Hay películas con y sobre librerías. Hubo una serie, Portlandia, que tenía un sketch genial sobre una librería feminista. Hay muchos libros: se podría armar una biblioteca entera con las novelas donde las librerías son protagonistas. Hay libros de memorias de libreros, como los de Sylvia Beach y Héctor Yánover, y de crónicas y relatos como los de Luis Mey y Patricio Rago. Está el ensayo de Jorge Carrión, Librerías, y hubo una larga serie de escritores que también fueron libreros, como Mario Levrero, Luis Gusmán o Guillermo Piro.
”Siempre imaginé que el paraíso sería algún tipo de biblioteca”, dijo Jorge Luis Borges. ¿Pero qué hay de las librerías? ¿Son también una especie de edén personal?
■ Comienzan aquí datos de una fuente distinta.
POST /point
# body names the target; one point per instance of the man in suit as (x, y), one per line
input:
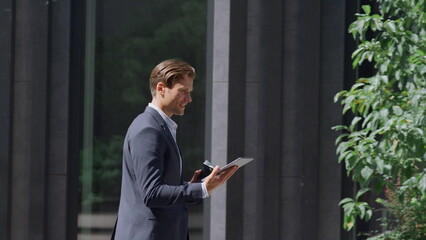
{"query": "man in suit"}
(154, 198)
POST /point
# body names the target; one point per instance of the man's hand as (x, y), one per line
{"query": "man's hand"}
(215, 179)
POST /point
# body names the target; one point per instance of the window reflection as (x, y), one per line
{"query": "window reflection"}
(124, 41)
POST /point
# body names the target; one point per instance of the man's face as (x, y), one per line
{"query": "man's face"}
(176, 98)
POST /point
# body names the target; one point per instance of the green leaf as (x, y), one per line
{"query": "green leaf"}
(397, 110)
(345, 200)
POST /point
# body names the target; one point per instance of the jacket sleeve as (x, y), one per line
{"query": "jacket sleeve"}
(147, 149)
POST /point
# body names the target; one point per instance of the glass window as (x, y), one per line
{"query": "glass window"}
(124, 41)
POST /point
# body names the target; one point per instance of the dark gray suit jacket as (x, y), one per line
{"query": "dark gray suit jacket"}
(153, 203)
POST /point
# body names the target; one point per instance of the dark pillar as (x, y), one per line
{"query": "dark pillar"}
(285, 65)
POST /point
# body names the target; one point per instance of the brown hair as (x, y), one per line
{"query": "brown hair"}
(168, 72)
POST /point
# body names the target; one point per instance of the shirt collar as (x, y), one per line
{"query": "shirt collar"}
(170, 123)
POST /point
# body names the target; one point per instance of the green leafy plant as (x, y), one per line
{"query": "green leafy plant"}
(384, 146)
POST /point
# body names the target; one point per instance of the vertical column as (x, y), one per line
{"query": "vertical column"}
(299, 126)
(218, 70)
(6, 76)
(29, 119)
(332, 74)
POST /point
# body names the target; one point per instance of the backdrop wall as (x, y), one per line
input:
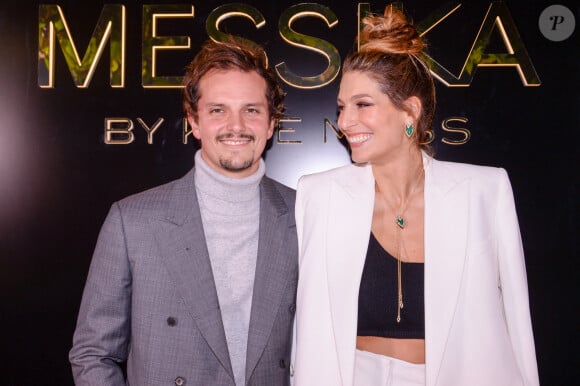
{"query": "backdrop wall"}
(76, 136)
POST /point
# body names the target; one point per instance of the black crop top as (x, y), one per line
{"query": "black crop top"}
(377, 299)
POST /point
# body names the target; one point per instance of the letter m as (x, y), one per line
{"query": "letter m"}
(52, 28)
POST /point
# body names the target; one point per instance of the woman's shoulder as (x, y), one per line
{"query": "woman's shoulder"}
(336, 174)
(466, 170)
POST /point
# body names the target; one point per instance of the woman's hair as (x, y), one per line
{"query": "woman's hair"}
(228, 55)
(391, 55)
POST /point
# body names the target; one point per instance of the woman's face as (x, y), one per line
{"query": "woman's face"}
(373, 126)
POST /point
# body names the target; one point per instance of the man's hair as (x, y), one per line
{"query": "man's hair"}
(228, 55)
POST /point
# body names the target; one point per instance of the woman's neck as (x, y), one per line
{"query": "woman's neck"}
(400, 177)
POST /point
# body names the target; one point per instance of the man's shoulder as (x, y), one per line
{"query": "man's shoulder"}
(159, 197)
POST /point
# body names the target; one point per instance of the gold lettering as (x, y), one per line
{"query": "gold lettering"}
(310, 43)
(52, 27)
(119, 131)
(227, 11)
(287, 130)
(465, 132)
(497, 16)
(150, 130)
(152, 42)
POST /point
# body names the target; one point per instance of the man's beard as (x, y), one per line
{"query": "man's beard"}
(231, 165)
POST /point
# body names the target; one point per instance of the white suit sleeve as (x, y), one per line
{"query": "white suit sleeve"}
(513, 282)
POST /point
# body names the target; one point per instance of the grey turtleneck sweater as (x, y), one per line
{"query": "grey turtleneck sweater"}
(230, 212)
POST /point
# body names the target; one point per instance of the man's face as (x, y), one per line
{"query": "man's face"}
(233, 121)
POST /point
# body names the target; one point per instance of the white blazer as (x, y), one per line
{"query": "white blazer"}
(477, 322)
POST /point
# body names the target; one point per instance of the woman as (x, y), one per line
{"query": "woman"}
(411, 269)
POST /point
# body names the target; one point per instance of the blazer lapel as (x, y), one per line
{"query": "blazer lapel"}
(274, 269)
(183, 248)
(350, 210)
(446, 214)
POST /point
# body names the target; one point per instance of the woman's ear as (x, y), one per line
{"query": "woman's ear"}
(414, 107)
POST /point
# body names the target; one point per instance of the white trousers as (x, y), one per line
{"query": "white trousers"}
(380, 370)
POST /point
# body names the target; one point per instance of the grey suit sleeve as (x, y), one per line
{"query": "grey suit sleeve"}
(100, 341)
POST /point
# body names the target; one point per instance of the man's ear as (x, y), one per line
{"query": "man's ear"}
(194, 126)
(273, 124)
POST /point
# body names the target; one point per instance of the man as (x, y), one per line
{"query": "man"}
(194, 282)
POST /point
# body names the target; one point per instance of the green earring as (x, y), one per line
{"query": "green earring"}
(409, 130)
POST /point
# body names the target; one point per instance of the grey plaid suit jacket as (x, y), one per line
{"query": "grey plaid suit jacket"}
(150, 298)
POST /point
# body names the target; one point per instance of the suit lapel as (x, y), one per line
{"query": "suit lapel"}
(349, 212)
(183, 248)
(274, 269)
(446, 214)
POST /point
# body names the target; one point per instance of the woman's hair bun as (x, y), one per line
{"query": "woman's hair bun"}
(390, 33)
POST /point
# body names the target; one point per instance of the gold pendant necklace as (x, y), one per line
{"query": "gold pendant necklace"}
(401, 223)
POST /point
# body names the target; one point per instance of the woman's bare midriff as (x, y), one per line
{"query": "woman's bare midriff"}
(409, 350)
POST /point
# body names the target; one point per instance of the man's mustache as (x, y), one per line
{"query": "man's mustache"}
(235, 136)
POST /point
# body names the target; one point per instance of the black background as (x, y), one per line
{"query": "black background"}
(58, 177)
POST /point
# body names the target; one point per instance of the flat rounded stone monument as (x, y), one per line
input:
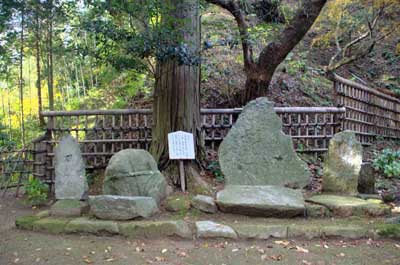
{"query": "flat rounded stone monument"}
(70, 179)
(257, 152)
(134, 172)
(267, 201)
(342, 164)
(111, 207)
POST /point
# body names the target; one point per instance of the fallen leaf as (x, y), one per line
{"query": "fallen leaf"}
(138, 249)
(182, 254)
(282, 243)
(302, 250)
(160, 259)
(88, 261)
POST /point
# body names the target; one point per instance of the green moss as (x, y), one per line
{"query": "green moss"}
(26, 222)
(91, 226)
(389, 230)
(43, 214)
(155, 229)
(51, 225)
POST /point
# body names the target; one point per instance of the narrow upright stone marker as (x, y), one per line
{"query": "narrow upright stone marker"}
(70, 179)
(342, 164)
(257, 152)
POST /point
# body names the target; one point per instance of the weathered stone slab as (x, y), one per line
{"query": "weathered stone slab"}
(342, 164)
(177, 203)
(51, 225)
(143, 229)
(134, 172)
(269, 201)
(304, 231)
(68, 208)
(26, 222)
(345, 206)
(111, 207)
(204, 203)
(352, 232)
(316, 210)
(261, 231)
(366, 180)
(70, 179)
(209, 229)
(257, 152)
(90, 226)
Tal vez no todas. Las hay también aberrantes y grotescas, como salidas de un tríptico de El Bosco. Existen bibliotecas públicas y privadas, pero las librerías (aún las secretas) son, por definición, un espacio abierto al otro. Si una biblioteca es algo que cambia muy lentamente, con la adquisición de cada nuevo libro, una librería es un organismo vivo y en permanente crecimiento. Ahora que me toca, a mis 47 años, tener una librería propia, la sueño como una enredadera, que crece y se derrama todos los meses, con decenas de nuevos títulos, a la que hay que ir podando y dando forma.
Las librerías son, también, un espacio que conserva cierto aura, al menos en la imaginación colectiva: con un discreto aviso en redes sociales en busca de libreros recibimos decenas de solicitudes, todas unidas por la pasión por los libros. Por alguna razón este simple y maravilloso artefacto de papel y cartón conserva un halo de respetabilidad (no siempre justificada, por supuesto) en pleno siglo XXI. Mentiría si dijera que en estos tiempos en que el saber y la duda pierden la batalla cotidiana frente a las certezas de bolsillo y las opiniones contundentes, no me dio cierta felicidad comprobar que los libros y las librerías siguen siendo, para muchos, una tabla a la que aferrarse en un océano de ruido y banalidad.